Technical Staff designing and optimizing distributed training systems for GPU clusters. Aiming to reduce convergence time through efficient coding and infrastructure optimization.
Responsibilities
Drive down wall-clock time to convergence by profiling and eliminating bottlenecks across the foundation model training stack stack, from data pipelines to GPU kernels
Design, build, and optimize distributed training systems (PyTorch) for multi-node GPU clusters, ensuring scalability, robustness, and high utilization
Implement efficient low-level code (CUDA, cuDNN, Triton, custom kernels) and integrate it seamlessly into high-level training frameworks
Optimize workloads for hardware efficiency: CPU/GPU compute balance, memory management, data throughput, and networking
Develop monitoring and debugging tools for large-scale runs, enabling rapid diagnosis of performance regressions and failures
Requirements
Deep experience in distributed systems, ML infrastructure, or high-performance computing (8+ years)
Production-grade expertise in Python
Low-level performance mastery: CUDA/cuDNN/Triton, CPU–GPU interactions, data movement, and kernel optimization
Scaling at the frontier: experience with PyTorch and training jobs using data, context, pipeline, and model parallelism
System-level mindset with a track record of tuning hardware–software interactions for maximum utilization
Vehicle Integration Supervisor overseeing prototype vehicle development and test operations for Ford Racing products. Leading a team to ensure timely delivery and quality in engineering execution.
Bilingual Director, Software Development for guiding our document management services and leading software teams. Focused on strategy, platform evolution, and delivery of customer - driven solutions at scale.

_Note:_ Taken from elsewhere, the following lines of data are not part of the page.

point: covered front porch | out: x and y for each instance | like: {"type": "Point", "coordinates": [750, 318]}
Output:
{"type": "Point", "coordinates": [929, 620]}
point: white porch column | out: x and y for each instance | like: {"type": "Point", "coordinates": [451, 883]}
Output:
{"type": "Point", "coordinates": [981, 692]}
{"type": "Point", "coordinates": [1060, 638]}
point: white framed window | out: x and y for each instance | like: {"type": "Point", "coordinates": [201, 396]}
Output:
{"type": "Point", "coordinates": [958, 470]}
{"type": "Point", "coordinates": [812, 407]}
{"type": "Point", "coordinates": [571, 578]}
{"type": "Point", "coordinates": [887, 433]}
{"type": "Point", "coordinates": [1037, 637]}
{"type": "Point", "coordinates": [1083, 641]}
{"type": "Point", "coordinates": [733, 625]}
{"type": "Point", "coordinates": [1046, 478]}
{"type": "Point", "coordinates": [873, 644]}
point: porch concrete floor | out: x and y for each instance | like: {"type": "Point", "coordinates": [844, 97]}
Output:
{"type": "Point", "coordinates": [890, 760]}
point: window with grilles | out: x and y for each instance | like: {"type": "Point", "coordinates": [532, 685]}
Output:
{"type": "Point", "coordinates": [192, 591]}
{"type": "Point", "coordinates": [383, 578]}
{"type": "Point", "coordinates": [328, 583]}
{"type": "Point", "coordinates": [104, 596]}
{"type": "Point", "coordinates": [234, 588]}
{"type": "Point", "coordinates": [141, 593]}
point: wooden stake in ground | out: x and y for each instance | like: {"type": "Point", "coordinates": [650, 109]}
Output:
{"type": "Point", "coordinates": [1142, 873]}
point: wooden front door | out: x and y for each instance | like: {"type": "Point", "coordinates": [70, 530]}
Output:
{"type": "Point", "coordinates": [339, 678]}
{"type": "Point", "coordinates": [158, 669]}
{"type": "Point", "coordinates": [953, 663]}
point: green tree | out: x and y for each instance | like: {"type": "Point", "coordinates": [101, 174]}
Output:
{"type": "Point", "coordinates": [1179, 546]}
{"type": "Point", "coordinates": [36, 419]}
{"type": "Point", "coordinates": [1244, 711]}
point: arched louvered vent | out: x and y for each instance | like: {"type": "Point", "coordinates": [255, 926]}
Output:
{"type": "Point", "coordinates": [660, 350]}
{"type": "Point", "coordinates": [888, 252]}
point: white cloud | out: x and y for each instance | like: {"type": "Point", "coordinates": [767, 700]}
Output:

Engineering Technologist solving technical problems and supporting business objectives at Duke Energy. Collaborating on engineering studies and reporting while fostering growth and independence.
Associate Data & Access Specialist ensuring compliance with Data and Access Security policies for Flutter International. Engaging with teams to onboard applications and improve Data Security controls.
Softwareentwickler für Desktop - Anwendungen mit React Native bei Novotec Medical. Fokus auf Entwicklung von Anwendungen für Fitnessstudios und innovative Medizintechnik.
Senior iOS Developer embedded in a product team for an international software solutions company. Working with Swift, SwiftUI, and the Composable Architecture on a native iOS application.
Analista Programador overseeing user - reported incidents in ERP system and maintaining user communications. Validating issues and generating KPIs for tech support teams.
Technical Intern assisting traffic and intelligent transportation group in Akron, OH. Engaging in transport studies and collaborating on signal timing and traffic analysis.
Instrumentation & Control Systems Engineer joining Arcadis's Water Division for SCADA, Instrumentation, and Controls projects in Massachusetts and Connecticut. Contributing technical expertise for water/wastewater treatment facilities.
Senior Project Engineer leading structural design in precast concrete for major construction projects. Overseeing engineering calculations, drawings, and project management from start to finish.